Earnings hit, but Genan responds to energy crisis with greater efficiency
Despite its turnover increasing 4.6 per cent to more than 62 million euros in 2022 – a new record for the company – tyre recycler Genan Holding A/S reports that decreasing steel prices and significantly higher energy and freight costs more than halved its year-on-year earnings to less than 1.5 million euros.
Poul Steen Rasmussen, the Danish firm’s chief executive officer, notes that “2022 turned out to be a most challenging year” for Genan and many other companies. With the price of electricity sharply rising at extremely short notice, the company found its monthly electricity bill rising from under 800,000 euros to around 2.2 million euros during the third quarter of the year. At the same time, freight rates rose considerably, making Genan “less competitive in the many export markets to which we supply.”
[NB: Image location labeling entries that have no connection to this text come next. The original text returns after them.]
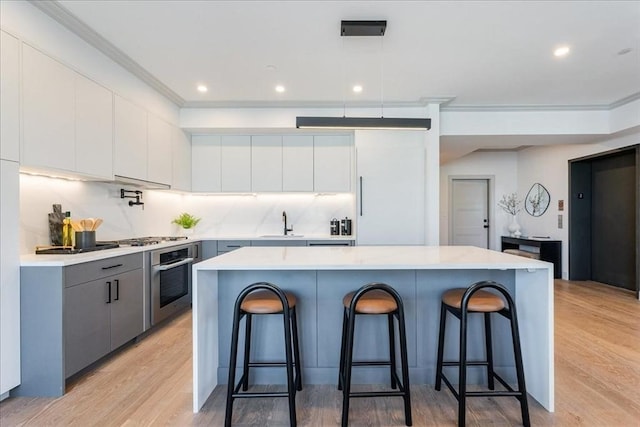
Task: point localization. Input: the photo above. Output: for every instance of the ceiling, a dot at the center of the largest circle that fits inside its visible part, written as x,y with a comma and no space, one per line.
465,54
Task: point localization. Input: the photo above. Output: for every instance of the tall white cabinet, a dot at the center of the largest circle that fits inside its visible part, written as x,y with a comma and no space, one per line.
9,213
390,187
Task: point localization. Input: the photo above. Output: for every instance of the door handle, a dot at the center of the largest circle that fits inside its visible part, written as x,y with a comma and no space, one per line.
361,196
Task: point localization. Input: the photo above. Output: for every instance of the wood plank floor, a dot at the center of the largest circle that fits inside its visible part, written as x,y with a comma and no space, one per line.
149,382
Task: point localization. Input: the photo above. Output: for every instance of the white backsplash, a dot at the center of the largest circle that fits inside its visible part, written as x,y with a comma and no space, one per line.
222,215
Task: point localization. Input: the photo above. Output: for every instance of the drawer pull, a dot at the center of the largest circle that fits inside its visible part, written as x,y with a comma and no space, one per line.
112,266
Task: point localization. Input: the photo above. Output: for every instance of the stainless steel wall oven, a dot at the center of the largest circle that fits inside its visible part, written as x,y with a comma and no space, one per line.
170,281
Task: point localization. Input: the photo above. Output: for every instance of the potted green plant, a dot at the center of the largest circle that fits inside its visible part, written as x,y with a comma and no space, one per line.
186,221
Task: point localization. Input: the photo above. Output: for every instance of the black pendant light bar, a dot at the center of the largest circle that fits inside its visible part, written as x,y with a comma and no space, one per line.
363,28
363,123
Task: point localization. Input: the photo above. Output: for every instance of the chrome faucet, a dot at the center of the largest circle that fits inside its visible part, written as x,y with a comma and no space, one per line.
284,218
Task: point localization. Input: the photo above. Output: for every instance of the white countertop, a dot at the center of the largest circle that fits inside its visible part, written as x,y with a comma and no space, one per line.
33,260
368,258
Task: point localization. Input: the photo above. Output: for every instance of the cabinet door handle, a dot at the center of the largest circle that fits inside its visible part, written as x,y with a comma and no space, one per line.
360,196
112,266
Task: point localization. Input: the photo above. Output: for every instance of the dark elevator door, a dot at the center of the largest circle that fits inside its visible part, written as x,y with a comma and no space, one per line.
613,225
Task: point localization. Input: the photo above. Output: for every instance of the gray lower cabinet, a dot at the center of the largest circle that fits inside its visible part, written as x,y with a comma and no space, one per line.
100,316
72,316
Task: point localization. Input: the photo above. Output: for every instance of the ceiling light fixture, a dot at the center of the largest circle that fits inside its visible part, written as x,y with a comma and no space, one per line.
363,28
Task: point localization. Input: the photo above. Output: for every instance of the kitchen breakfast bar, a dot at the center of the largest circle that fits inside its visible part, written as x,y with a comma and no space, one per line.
321,276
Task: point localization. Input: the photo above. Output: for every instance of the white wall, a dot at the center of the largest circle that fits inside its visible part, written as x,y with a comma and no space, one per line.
222,215
35,28
502,166
549,166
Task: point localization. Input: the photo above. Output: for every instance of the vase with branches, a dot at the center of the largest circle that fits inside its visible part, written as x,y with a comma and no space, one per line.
512,205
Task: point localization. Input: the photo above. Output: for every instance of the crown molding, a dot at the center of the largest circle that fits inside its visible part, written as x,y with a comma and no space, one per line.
626,100
422,102
508,108
64,17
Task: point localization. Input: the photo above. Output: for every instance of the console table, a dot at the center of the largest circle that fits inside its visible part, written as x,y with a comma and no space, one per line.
549,250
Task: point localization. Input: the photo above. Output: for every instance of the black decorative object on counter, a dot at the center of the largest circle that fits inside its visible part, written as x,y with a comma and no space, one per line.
55,225
345,227
335,227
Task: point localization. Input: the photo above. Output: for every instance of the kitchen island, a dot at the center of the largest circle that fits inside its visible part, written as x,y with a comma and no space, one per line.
320,276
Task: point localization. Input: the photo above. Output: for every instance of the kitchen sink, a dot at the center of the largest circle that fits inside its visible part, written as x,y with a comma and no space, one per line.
281,235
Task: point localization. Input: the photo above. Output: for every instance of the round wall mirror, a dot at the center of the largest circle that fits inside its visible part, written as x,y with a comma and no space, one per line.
537,200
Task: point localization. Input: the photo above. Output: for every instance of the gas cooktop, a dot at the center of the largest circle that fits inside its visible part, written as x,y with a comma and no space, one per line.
145,241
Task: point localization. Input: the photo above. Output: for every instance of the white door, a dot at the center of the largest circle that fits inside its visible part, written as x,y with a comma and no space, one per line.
391,196
470,212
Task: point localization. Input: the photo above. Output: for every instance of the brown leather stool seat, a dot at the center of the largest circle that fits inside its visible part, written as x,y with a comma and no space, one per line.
373,302
264,298
374,299
461,303
265,302
481,301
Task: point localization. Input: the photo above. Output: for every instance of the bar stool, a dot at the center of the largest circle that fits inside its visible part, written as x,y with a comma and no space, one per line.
461,302
374,299
258,299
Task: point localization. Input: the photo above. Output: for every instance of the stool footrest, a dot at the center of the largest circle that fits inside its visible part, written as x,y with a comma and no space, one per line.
260,394
376,393
476,363
372,363
266,364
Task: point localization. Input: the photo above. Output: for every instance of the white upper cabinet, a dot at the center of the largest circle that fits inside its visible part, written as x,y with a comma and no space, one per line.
266,163
9,276
130,140
205,163
159,164
94,128
9,97
297,163
235,167
181,160
48,112
332,163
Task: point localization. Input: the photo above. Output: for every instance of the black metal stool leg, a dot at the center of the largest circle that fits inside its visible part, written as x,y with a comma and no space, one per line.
342,349
348,361
296,348
247,352
231,383
392,351
517,351
289,365
462,388
443,318
489,350
405,369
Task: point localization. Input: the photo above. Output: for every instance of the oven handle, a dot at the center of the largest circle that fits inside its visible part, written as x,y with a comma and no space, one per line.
165,267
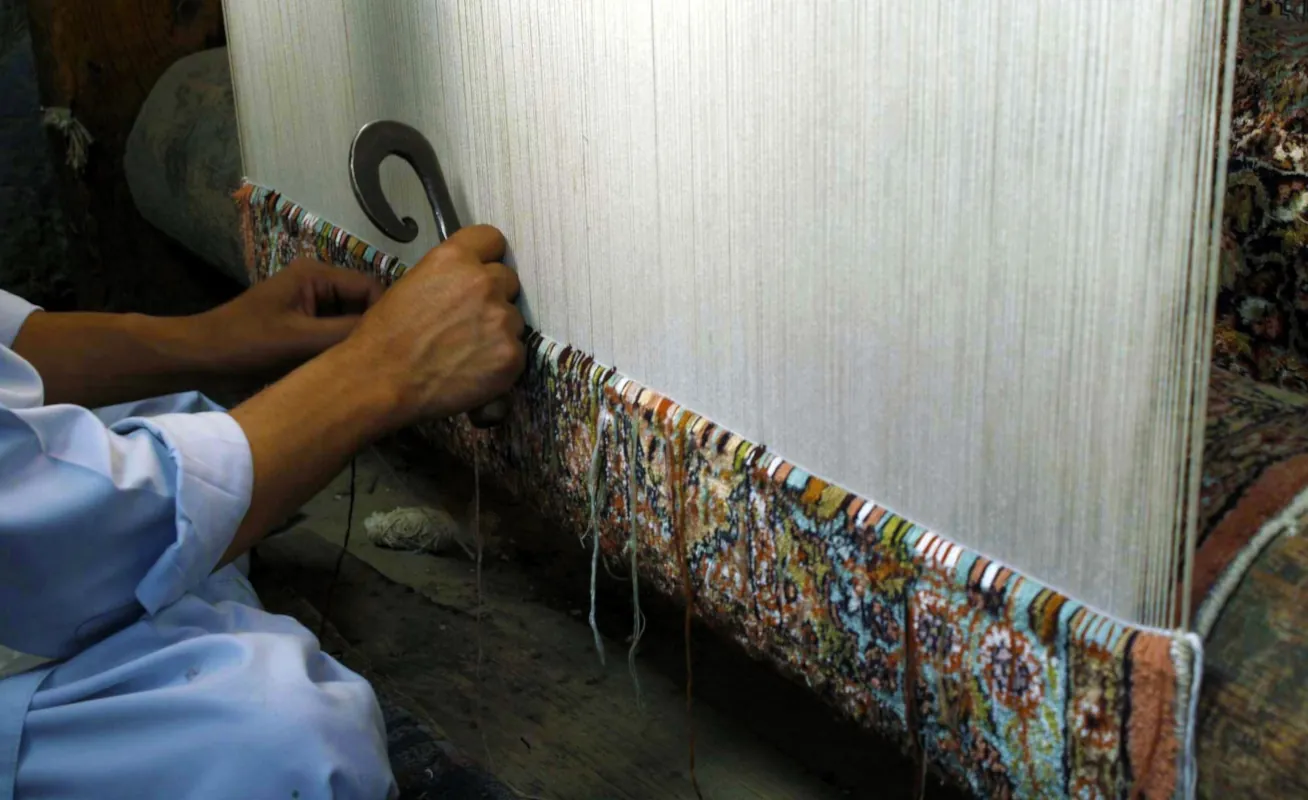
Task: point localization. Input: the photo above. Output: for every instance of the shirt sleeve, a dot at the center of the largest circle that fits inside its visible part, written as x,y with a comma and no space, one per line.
101,523
13,313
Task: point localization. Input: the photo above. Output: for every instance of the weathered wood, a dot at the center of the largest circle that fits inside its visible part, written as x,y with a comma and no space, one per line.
100,58
556,723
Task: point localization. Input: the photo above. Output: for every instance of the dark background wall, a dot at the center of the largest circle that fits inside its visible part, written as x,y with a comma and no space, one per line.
33,247
73,238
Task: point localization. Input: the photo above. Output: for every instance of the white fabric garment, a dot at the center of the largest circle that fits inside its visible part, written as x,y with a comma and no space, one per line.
165,679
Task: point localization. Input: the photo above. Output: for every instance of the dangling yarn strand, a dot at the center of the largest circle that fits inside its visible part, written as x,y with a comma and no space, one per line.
340,556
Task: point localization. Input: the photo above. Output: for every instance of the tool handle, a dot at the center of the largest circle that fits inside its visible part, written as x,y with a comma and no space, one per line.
373,144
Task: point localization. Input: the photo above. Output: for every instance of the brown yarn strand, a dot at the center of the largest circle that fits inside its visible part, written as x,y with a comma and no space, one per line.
340,557
676,477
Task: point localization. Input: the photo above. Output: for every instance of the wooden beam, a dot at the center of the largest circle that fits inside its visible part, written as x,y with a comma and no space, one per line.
100,58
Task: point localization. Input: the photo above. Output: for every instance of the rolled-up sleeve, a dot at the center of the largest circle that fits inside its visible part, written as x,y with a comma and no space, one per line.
13,313
101,523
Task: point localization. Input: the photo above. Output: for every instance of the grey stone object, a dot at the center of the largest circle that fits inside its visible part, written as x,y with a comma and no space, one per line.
183,160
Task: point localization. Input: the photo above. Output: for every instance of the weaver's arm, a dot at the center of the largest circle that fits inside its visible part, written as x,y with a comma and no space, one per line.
94,360
444,340
101,522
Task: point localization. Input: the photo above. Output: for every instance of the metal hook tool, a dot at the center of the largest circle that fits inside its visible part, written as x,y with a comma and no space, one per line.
373,144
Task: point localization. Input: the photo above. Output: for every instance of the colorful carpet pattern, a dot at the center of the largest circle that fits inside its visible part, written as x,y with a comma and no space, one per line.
1006,686
1262,307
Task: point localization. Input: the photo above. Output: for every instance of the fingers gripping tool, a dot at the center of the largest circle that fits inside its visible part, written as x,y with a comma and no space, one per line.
372,145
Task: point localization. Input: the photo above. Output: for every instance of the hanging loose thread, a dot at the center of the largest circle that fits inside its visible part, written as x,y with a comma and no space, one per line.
633,548
340,556
676,477
595,486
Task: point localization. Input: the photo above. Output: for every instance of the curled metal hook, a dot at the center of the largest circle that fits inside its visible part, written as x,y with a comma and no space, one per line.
373,144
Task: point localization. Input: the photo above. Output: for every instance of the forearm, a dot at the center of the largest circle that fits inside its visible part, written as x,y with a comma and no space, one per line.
304,430
96,360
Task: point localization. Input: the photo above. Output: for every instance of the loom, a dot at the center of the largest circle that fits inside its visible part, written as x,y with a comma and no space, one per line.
878,332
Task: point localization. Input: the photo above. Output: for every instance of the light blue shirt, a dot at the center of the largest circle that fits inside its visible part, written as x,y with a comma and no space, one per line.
134,669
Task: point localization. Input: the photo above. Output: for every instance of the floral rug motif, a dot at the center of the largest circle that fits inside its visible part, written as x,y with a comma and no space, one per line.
1005,685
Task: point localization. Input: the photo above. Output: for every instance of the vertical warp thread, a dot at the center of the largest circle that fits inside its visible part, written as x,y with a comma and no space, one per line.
480,599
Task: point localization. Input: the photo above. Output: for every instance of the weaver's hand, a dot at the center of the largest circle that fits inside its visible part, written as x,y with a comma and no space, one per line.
288,319
446,336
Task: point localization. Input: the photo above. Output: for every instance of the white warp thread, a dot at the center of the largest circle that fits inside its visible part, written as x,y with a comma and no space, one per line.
952,255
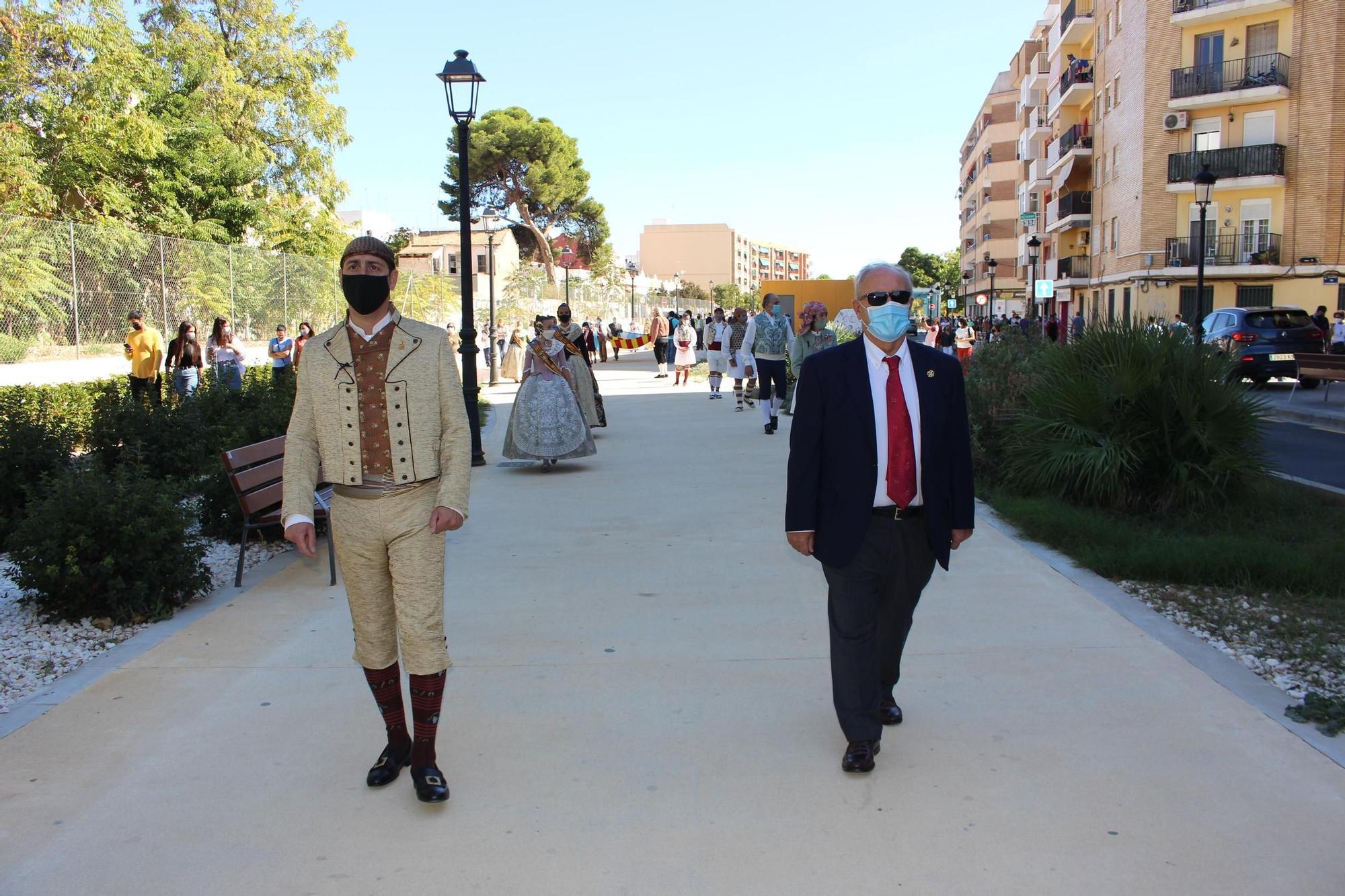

Understandably Genan is, as Rasmussen notes, “not satisfied with the fact that earnings have dropped this much” due to “extraordinary events which we have been in no position to change.” The company is nonetheless “pleased to have achieved our all-time highest turnover in 2022.” The CEO adds that Genan’s response to increasing energy costs has been “prompt at all plants.”
Preventing “staggering” costs
Genan operates facilities in Denmark, Germany, Portugal and the USA, with a total capacity to recycle more than 400,000 tonnes of end-of-life tyres annually. Specific measures deployed during the energy crisis include the installation of fully automatic on/off systems that shut down production equipment when the price of electricity reaches a certain level. Genan explains that without this equipment, production would have continued at a “staggering cost level” that “neither the energy surcharge nor price increases could have outweighed.”
Management and employees also agreed on flexible working procedures, such as working on Sundays when electricity prices are lower. “All our employees showed a great deal of initiative and flexibility when the energy crisis peaked, and I owe everyone a heartfelt thank you for this adaptability,” comments Rasmussen.
Accelerating energy-saving measures
Even though electricity prices have receded from last year’s peaks, current price levels are still high. Genan’s facilities remain relatively energy intensive despite the energy-saving measures implemented in recent years, and the company is now speeding up its ongoing work to invest in renewable energy sources.
Solar cell panels for producing green energy are “in the pipeline” at Genan locations, and the company aims to contract for the delivery of green energy for its production equipment through several Power Purchase Agreements (PPA).
2023 outlook
Rasmussen reports that Genan anticipates “an increase in both turnover and earnings” in 2023. He adds that the company’s ability “quickly and efficiently” to adjust its activities in a dynamic market remains “crucial” when it comes to tackling external factors such as the price development of steel, energy and shipping.